Debezium captures database changes by reading transaction logs, which sounds simple until you actually try to set it up. I've been running this shit for 2 years now, and here's what you need to know before you dive in.
The Setup Reality Check
Debezium runs on Kafka Connect, which means you need Kafka first. If you don't already have a Kafka cluster, plan for 3 weeks of setup, not 3 hours. The documentation makes it look easy - it's not.
Kafka Connect Mode: This is what everyone uses in production. Your connector runs in a distributed cluster, survives single node failures, and scales horizontally. Setting it up properly took me 5 days because the memory settings are garbage by default.
Debezium Server: Standalone mode that doesn't require Kafka. Sounds great, right? Wrong. You lose fault tolerance and horizontal scaling. I tried this first - lasted exactly 2 weeks before I gave up and went back to Kafka Connect.
Embedded Engine: Java library you embed in your app. Don't do this unless you enjoy debugging memory leaks at 3am. The embedded engine will eat your heap and you'll have no idea why.
Database Support (The Real Story)
Version 3.2.2.Final (September 2025) supports these databases, but "supports" is doing some heavy lifting:
PostgreSQL: Works great once you enable logical replication. Just make sure your wal_level
is set to logical
or you'll waste 4 hours debugging why nothing works.
MySQL: The binlog setup is straightforward, but row-based replication is required. Mixed or statement-based replication will silently fuck you over.
Oracle: Prepare for pain. LogMiner works but requires supplemental logging enabled.

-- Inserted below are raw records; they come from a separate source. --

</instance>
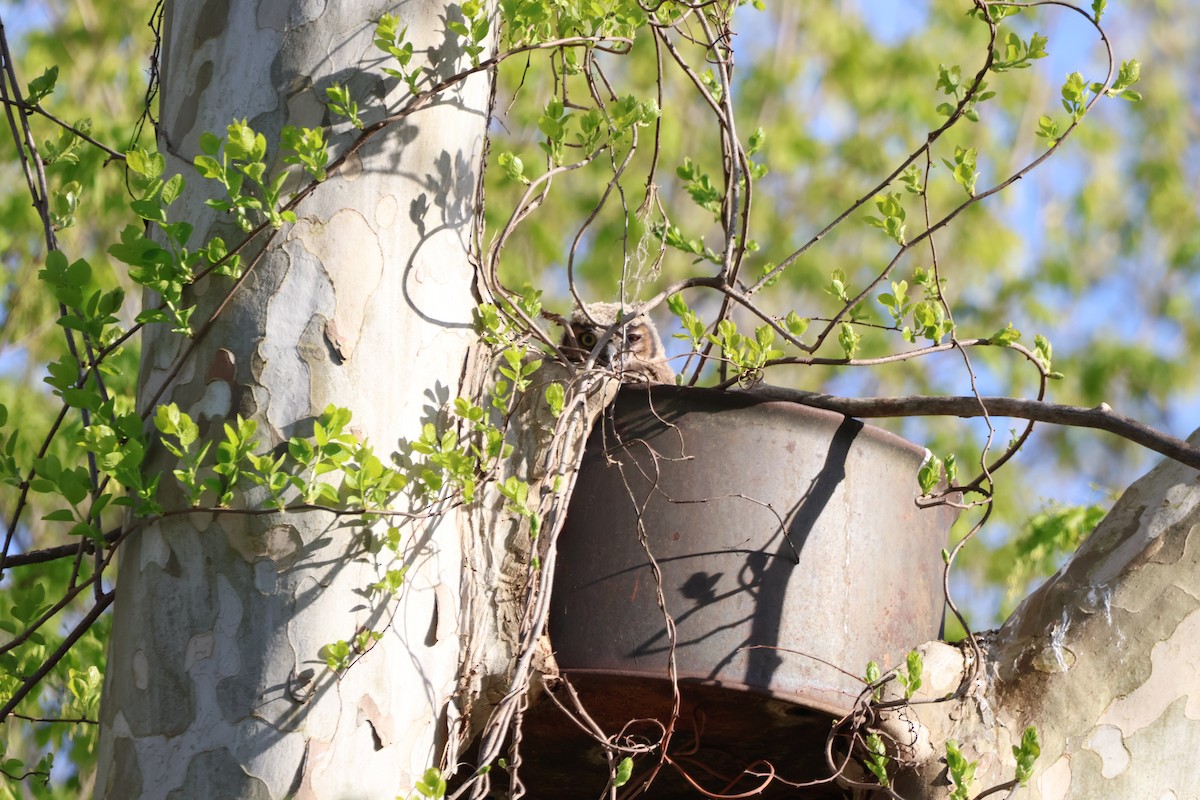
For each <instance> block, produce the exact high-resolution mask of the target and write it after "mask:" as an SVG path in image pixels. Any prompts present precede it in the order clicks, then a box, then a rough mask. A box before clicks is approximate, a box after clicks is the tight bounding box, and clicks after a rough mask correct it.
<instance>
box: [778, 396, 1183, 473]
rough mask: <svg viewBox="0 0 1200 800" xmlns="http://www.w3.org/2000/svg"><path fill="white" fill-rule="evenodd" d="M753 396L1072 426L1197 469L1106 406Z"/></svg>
mask: <svg viewBox="0 0 1200 800" xmlns="http://www.w3.org/2000/svg"><path fill="white" fill-rule="evenodd" d="M754 395H756V396H758V397H766V398H768V399H780V401H787V402H791V403H799V404H800V405H811V407H812V408H823V409H828V410H830V411H838V413H839V414H845V415H846V416H857V417H898V416H960V417H976V416H983V415H984V414H989V415H991V416H1009V417H1016V419H1021V420H1032V421H1036V422H1050V423H1052V425H1063V426H1068V427H1075V428H1096V429H1098V431H1108V432H1109V433H1112V434H1116V435H1118V437H1121V438H1122V439H1128V440H1129V441H1133V443H1136V444H1139V445H1141V446H1142V447H1146V449H1148V450H1153V451H1154V452H1157V453H1162V455H1163V456H1166V457H1168V458H1171V459H1174V461H1177V462H1180V463H1181V464H1184V465H1187V467H1190V468H1193V469H1200V449H1198V447H1195V446H1193V445H1190V444H1188V443H1187V441H1184V440H1183V439H1178V438H1176V437H1172V435H1170V434H1168V433H1163V432H1160V431H1156V429H1154V428H1151V427H1150V426H1147V425H1144V423H1141V422H1139V421H1138V420H1134V419H1133V417H1129V416H1126V415H1123V414H1118V413H1117V411H1114V410H1112V409H1111V408H1110V407H1109V404H1108V403H1100V404H1099V405H1096V407H1092V408H1084V407H1081V405H1060V404H1057V403H1048V402H1045V401H1031V399H1018V398H1015V397H973V396H960V397H931V396H920V395H917V396H910V397H838V396H834V395H822V393H818V392H805V391H802V390H793V389H781V387H778V386H763V387H760V389H755V390H754Z"/></svg>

XStream is faster but costs extra licensing. Either way, you'll need a DBA who doesn't hate you.
MongoDB: Uses replica set oplog, which means you need a replica set. Single node MongoDB won't work, learned that the hard way.
SQL Server: Transaction log capture works, but the CDC feature must be enabled at both database and table level. Miss one table and you'll be wondering why data isn't flowing.

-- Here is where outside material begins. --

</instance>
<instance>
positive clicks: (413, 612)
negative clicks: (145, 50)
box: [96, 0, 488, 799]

What Actually Works in Production
Latency: Usually sub-second, but can spike to minutes when your connector decides to shit the bed. Monitor your lag metrics or you'll be blind.
Database Impact: Minimal until it's not. Oracle LogMiner can peg a CPU core, and PostgreSQL replication slots will fill your disk if the connector stops consuming. I learned this during a 6-hour outage.
Ordering: Per-partition ordering works, but if you're sharding data across multiple partitions, global ordering goes out the window. Design your partition keys carefully or accept eventual consistency.
Failure Recovery: Debezium stores offsets in Kafka, so recovery works well. But if you lose your offset data, you're starting over with a full snapshot. We've been there - 48 hours to catch up on a 500GB table.
This whole setup lets you stop polling databases and writing triggers, which is worth the complexity. Just don't expect it to work perfectly on day one.